The Domain Name is not a dictionary word in Japanese, English, or Dutch, and the Respondent has not demonstrated that it has a generic sense. The Respondent observes that it is a family name, but the landing page associated with the Domain Name and the PPC advertising links it displayed had nothing to do with "Mevius" as a family name and simply advertised a variety of commercial products. The Respondent also claims that its intent was to attract visitors interested in the former owner of the Domain Name, offering automotive-related advertising links. But the Respondent has not demonstrated any such use of the Domain Name. The landing page was not focused on automobile exports, as was the case for the website previously associated with the Domain Name, and it did not even predominantly feature links to automotive products (which might or might not have been probative on the issue of bad faith). In any event, the Respondent's explanation for selecting the Domain Name is not convincing, because it is not consistent with the Respondent's conduct in using the Domain Name.

On the other hand, there is ample evidence of the value of MEVIUS as a trademark. The record demonstrates that MEVIUS is one of the bestselling cigarette brands in the world. The leading results for "mevius" as a query on popular Internet search engines concern the Complainant's MEVIUS cigarettes. The 2012 branding change from MILD SEVEN to MEVIUS focused international advertising and media attention on the new brand name as it was introduced in some 17 countries (as well as online) where the MILD SEVEN brand was already well established. The Respondent registered the Domain Name in late 2012, in the midst of the Complainant's highly publicized global rebranding from MILD SEVEN to MEVIUS.

The Respondent may be established in the British Virgin Islands, but its portfolio of domain names is global and demonstrates a particular interest in Asian markets. Many of the Respondent's domain names are in Chinese characters, for example, and some of these evince a disregard for trademark rights in that they represent Chinese versions of world-famous brands owned by European, Japanese, and American companies.

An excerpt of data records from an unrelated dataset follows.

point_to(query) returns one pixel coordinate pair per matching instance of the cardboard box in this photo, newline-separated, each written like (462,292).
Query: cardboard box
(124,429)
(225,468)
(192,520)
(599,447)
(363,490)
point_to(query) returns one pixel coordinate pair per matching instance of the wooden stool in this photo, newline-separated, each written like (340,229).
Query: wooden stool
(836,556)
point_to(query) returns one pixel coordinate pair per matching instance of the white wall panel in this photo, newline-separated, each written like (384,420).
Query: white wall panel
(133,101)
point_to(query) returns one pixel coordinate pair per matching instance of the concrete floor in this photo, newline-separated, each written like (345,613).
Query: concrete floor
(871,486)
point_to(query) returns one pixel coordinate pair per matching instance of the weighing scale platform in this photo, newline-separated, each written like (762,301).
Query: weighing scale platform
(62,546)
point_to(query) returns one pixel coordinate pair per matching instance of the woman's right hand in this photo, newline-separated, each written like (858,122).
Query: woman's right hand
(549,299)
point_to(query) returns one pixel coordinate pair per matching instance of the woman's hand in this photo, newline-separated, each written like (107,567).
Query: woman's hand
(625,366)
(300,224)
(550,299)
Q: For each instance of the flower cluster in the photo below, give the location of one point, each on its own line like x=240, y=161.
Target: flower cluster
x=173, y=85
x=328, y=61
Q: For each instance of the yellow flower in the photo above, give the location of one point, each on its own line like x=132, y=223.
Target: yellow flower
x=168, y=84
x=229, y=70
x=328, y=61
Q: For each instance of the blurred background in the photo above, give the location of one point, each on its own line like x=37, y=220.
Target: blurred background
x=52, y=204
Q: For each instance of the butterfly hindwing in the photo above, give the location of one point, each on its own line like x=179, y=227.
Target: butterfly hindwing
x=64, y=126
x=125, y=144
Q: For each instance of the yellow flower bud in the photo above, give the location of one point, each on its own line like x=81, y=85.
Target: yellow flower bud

These facts, together with the Respondent's unpersuasive explanation for choosing the Domain Name, strongly suggest that the Respondent was aware of the MEVIUS mark and sought to exploit it with an identical Domain Name. The Panel concludes on the available record that the Domain Name was registered and is being used in bad faith within the meaning of the Policy. The Complainant has established the third element of the Complaint.

7. Decision

For the foregoing reasons, in accordance with paragraphs 4(i) of the Policy and 15 of the Rules, the Panel orders that the disputed Domain Name <mevius.com> be transferred to the Complainant.